Percutaneous treatment of nasoethmoid complex fracture, with splint, wire or headcap fixation, including repair of canthal ligaments and/or the nasolacrimal apparatus

© Copyright 2025 American Medical Association. All rights reserved.

Common Language Description

The CPT® Code 21340 refers to the percutaneous treatment of a nasoethmoid complex fracture, which is a type of facial fracture involving the nasal and ethmoid bones. This procedure is performed using a minimally invasive approach, where the physician accesses the fracture site through the skin without making large incisions. The primary goal of this treatment is to stabilize the fractured bones and restore their proper alignment. During the procedure, the physician may utilize percutaneous pins or screws that are anchored to stable bone structures, along with external fixation devices, to achieve a stable reduction of the fracture. In cases where the medial canthal ligaments, which are crucial for the support of the eyelids, are detached due to the fracture, the physician will reattach them to ensure proper function and aesthetics. Additionally, if the nasolacrimal apparatus, responsible for tear drainage, is compromised, it will be repaired using sutures and tubing to restore its integrity. After the necessary repairs are completed, all incisions made during the procedure are meticulously closed to promote healing and minimize scarring.
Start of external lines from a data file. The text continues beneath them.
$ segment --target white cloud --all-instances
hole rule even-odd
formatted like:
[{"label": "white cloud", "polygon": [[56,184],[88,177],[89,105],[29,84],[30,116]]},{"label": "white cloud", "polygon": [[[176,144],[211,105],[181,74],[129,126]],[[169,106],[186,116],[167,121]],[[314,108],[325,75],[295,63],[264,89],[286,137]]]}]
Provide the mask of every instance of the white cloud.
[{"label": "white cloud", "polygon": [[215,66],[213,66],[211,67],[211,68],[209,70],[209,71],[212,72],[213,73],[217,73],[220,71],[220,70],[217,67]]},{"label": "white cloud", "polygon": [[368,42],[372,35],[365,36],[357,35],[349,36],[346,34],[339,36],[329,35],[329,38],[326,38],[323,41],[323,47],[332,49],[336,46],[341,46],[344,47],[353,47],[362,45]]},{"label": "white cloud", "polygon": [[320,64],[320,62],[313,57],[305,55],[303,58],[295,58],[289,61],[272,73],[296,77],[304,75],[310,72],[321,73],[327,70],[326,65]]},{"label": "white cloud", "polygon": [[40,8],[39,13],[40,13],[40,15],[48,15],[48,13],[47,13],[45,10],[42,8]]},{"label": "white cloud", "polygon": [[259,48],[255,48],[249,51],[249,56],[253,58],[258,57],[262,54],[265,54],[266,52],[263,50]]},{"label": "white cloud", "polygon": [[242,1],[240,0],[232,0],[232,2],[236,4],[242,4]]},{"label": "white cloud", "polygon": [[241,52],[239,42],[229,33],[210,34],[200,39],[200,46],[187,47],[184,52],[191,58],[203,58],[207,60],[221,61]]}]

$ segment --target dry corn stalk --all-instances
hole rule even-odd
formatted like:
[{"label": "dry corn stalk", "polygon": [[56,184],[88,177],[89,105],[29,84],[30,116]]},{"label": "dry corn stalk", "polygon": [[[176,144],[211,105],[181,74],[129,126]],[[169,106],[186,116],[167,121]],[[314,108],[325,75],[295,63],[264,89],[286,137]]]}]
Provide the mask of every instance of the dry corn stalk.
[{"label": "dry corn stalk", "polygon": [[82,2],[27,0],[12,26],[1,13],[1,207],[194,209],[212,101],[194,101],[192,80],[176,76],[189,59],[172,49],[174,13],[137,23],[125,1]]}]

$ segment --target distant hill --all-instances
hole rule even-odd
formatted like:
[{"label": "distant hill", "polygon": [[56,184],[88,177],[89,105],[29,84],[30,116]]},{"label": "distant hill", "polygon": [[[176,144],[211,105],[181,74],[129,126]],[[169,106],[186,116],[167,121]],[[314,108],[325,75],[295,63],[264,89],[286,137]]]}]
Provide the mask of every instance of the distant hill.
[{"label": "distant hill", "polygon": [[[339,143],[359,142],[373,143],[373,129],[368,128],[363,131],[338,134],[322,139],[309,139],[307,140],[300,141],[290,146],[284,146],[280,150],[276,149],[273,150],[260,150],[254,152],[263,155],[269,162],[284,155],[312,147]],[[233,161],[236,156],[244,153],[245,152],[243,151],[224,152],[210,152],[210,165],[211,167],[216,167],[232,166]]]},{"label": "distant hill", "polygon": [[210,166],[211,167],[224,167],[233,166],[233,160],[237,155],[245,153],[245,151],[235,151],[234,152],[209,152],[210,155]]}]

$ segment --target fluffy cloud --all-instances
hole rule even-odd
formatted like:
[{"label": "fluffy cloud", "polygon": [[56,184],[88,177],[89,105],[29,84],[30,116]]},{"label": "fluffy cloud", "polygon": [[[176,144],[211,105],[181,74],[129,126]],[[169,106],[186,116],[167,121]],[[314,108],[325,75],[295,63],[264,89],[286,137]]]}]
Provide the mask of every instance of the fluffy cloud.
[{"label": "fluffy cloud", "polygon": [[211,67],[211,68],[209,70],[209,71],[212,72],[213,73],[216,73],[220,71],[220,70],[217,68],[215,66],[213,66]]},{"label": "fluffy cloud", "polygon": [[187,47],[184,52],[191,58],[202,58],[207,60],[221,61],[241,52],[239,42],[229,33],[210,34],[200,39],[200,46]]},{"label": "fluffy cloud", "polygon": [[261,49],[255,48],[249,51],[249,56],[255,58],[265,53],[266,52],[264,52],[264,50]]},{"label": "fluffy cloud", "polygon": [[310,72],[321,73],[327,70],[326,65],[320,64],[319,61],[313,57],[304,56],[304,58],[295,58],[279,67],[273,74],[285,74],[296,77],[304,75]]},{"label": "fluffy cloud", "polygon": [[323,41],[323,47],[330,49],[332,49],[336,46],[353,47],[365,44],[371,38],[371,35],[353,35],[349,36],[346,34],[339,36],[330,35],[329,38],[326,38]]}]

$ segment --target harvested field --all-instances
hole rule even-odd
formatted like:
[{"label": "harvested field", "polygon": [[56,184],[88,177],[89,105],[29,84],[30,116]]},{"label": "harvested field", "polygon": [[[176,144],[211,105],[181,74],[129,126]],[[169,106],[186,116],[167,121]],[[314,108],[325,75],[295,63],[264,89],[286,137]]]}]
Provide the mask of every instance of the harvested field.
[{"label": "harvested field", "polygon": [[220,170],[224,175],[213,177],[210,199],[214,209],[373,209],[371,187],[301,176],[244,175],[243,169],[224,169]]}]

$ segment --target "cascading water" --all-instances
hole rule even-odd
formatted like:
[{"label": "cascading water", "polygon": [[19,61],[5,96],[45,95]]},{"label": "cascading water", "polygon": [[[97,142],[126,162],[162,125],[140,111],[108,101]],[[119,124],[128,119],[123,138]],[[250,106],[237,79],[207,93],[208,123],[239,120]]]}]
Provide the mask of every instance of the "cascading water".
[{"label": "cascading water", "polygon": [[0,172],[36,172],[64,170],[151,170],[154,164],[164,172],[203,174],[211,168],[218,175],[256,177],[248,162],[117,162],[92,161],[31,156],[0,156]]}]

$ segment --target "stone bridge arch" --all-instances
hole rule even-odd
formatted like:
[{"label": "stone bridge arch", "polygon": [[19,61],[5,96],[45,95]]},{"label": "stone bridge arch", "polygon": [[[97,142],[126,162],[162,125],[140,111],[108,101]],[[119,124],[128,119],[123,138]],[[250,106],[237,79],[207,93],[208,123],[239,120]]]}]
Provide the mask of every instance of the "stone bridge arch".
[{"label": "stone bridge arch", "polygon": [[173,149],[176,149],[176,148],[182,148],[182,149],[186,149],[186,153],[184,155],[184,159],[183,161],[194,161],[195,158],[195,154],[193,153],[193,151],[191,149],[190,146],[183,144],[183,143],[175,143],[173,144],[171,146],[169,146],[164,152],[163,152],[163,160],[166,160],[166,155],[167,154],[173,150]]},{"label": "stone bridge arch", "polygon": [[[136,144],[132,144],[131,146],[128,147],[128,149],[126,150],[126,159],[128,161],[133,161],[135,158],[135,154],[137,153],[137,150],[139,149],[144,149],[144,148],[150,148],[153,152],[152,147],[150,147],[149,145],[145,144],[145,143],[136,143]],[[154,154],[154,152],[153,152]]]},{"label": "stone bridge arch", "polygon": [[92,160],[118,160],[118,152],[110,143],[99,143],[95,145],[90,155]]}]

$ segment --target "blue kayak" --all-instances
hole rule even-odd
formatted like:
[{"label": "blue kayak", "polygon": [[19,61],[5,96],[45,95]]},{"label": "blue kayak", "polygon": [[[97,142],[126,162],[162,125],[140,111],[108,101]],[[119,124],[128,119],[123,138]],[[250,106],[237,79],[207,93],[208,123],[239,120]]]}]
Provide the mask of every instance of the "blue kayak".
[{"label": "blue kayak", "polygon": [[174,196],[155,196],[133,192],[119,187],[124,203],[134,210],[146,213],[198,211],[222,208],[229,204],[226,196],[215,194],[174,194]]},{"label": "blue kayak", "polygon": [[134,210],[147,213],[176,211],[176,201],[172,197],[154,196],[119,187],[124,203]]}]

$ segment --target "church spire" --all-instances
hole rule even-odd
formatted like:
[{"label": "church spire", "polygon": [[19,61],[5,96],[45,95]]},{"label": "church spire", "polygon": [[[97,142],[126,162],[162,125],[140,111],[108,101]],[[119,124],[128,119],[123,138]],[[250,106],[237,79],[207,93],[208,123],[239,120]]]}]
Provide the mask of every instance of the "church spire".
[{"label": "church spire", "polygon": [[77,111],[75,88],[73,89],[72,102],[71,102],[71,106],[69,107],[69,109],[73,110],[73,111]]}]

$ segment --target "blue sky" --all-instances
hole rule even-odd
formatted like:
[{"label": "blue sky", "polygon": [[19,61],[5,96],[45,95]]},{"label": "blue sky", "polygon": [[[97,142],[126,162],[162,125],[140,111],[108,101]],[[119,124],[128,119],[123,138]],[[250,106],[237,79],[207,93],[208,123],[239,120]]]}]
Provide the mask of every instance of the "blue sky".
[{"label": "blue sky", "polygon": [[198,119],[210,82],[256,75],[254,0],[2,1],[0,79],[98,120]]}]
© Copyright 2025 Coding Ahead. All rights reserved.

1. Indications

The procedure described by CPT® Code 21340 is indicated for patients who have sustained a nasoethmoid complex fracture. This type of fracture may occur due to various traumatic events, such as motor vehicle accidents, falls, or physical altercations. The following conditions may warrant the performance of this procedure:

  • Nasoethmoid Fracture A fracture involving the nasal and ethmoid bones, which may lead to complications such as misalignment, instability, or damage to surrounding structures.
  • Detached Medial Canthal Ligaments Injury to the ligaments that support the inner corner of the eyelids, which may require surgical reattachment to restore normal eyelid function and appearance.
  • Compromised Nasolacrimal Apparatus Damage to the tear drainage system that may necessitate surgical repair to prevent issues with tear drainage and maintain ocular health.

2. Procedure

The procedure for CPT® Code 21340 involves several critical steps to ensure effective treatment of the nasoethmoid complex fracture:

  • Step 1: Anesthesia Administration The procedure begins with the administration of appropriate anesthesia to ensure patient comfort during the intervention. This may involve local anesthesia or sedation, depending on the complexity of the fracture and the patient's needs.
  • Step 2: Percutaneous Access The physician makes small incisions in the skin to access the fracture site percutaneously. This minimally invasive approach helps reduce tissue trauma and promotes quicker recovery.
  • Step 3: Stabilization of Fracture Using percutaneous pins or screws, the physician stabilizes the fractured bones by anchoring them to stable bone structures. External fixation devices may also be employed to maintain proper alignment and stability during the healing process.
  • Step 4: Repair of Medial Canthal Ligaments If the medial canthal ligaments are found to be detached, the physician carefully reattaches them to restore their function and support for the eyelids.
  • Step 5: Repair of Nasolacrimal Apparatus In cases where the nasolacrimal apparatus is compromised, the physician performs a repair using sutures and tubing to ensure proper tear drainage and prevent future complications.
  • Step 6: Closure of Incisions After completing the necessary repairs, the physician meticulously closes all incisions to promote healing and minimize scarring. This step is crucial for the overall aesthetic outcome and recovery of the patient.

3. Post-Procedure

Following the procedure coded as CPT® 21340, patients can expect specific post-operative care and considerations. It is essential to monitor for any signs of complications, such as infection or improper healing. Patients may be advised to avoid strenuous activities and follow specific guidelines regarding wound care to ensure optimal recovery. Follow-up appointments will be necessary to assess healing progress and the integrity of the repairs made during the procedure. The physician may also provide instructions on managing pain and any prescribed medications to aid in recovery.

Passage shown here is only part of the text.